Summary
In the third stanza, the speaker departs from realtime descriptions and moves into the territory of the imagination. Now, the speaker imagines what the residents do when they enter their houses. The speaker describes their movements as soft and slow, "touched by that everlasting gold." The speaker says that when they go back into their homes, they make themselves tea. The speaker describes the tea by describing what it is not, which is cheap. The description of the tea in terms of its opposite leads the reader to conclude that Beverly residents drink only the finest of teas.
Analysis
In the speaker's eyes, the life led by residents of Beverly takes on a luxurious, almost liquid quality. They don't simply walk, they flow. Their movements are "touched by that everlasting gold," meaning that their wealth is evident in ways they can't even control. They wear their wealth on their sleeves; it's telegraphed in their gait, in the way they walk through their front doors and survey their front lawns.

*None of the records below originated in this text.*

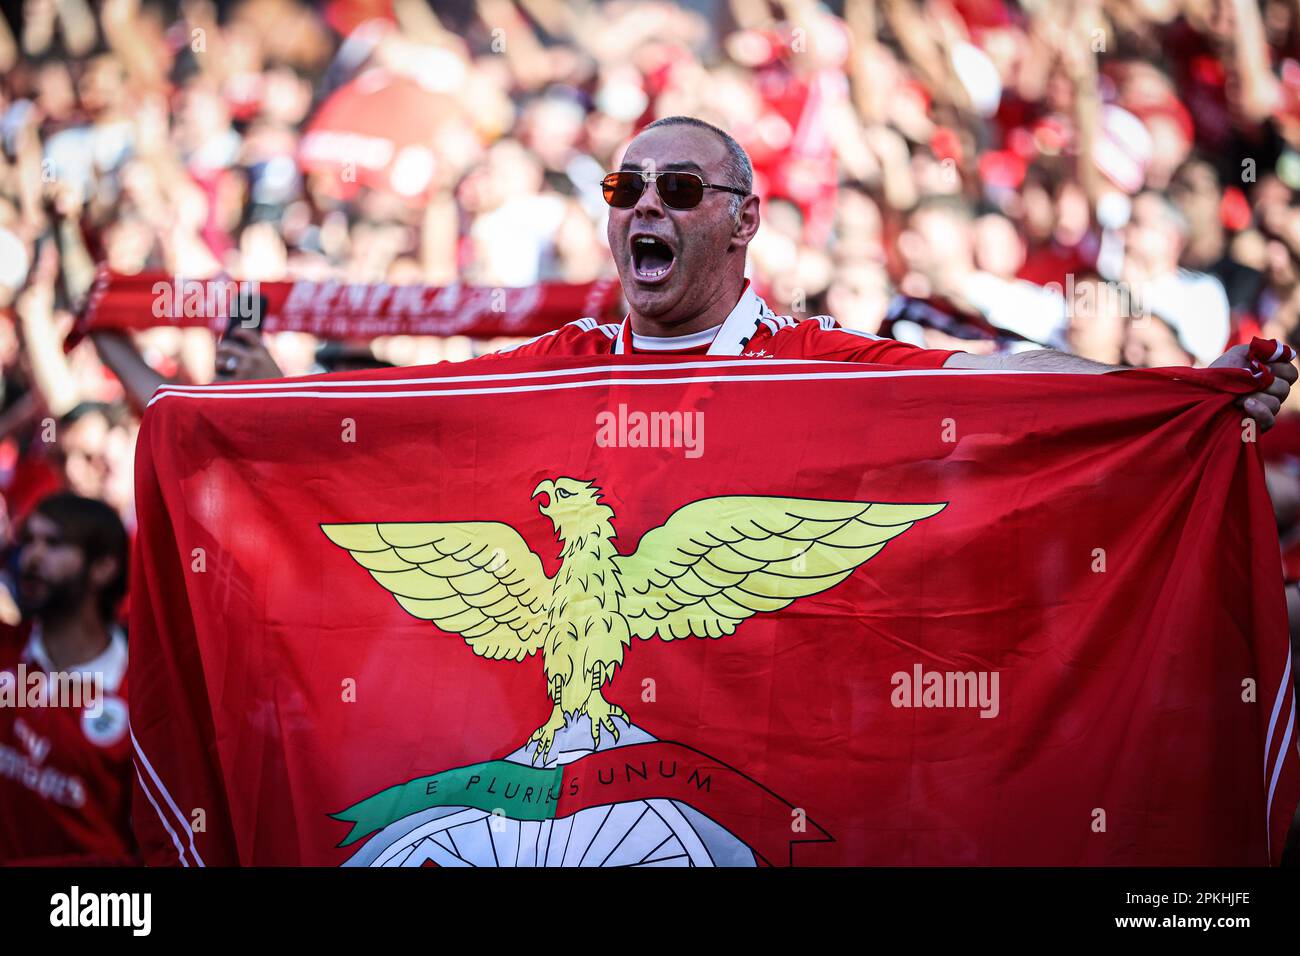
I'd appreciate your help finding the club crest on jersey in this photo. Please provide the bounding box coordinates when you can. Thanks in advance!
[82,696,128,747]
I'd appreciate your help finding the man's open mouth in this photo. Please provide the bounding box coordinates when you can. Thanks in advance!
[631,234,676,283]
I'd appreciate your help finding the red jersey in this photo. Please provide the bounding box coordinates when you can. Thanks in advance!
[0,622,135,864]
[487,281,960,367]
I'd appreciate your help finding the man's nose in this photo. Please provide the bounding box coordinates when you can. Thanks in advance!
[632,175,665,218]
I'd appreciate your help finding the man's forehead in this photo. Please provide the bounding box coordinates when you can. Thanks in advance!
[24,513,61,537]
[620,157,708,173]
[620,126,729,173]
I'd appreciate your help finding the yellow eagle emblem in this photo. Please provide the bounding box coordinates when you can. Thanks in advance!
[322,478,944,763]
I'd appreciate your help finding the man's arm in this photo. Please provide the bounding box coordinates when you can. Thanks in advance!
[944,349,1115,374]
[944,345,1298,430]
[92,327,285,415]
[90,331,168,415]
[16,245,82,418]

The speaker describes the tea they make in Beverly in terms of what it isn't. Tea, for Beverly residents, "does not mean / They will throw some little black dots into some water and add sugar and the juice of the cheapest lemons that are sold." This tells the reader how tea is made in the speaker's house, and by extension how tea is experienced for working-class people. There is a casualness and cheapness about the tea that the speaker describes; it is modest tea, using the affordable, available resources. It implies that tea for Beverly residents, by contrast, involves fine ingredients, expensive citrus, and choice teas. This stanza begins a more overt comparison between Beverly Hills and Bronzeville, or more generally, working-class neighborhoods in the U.S.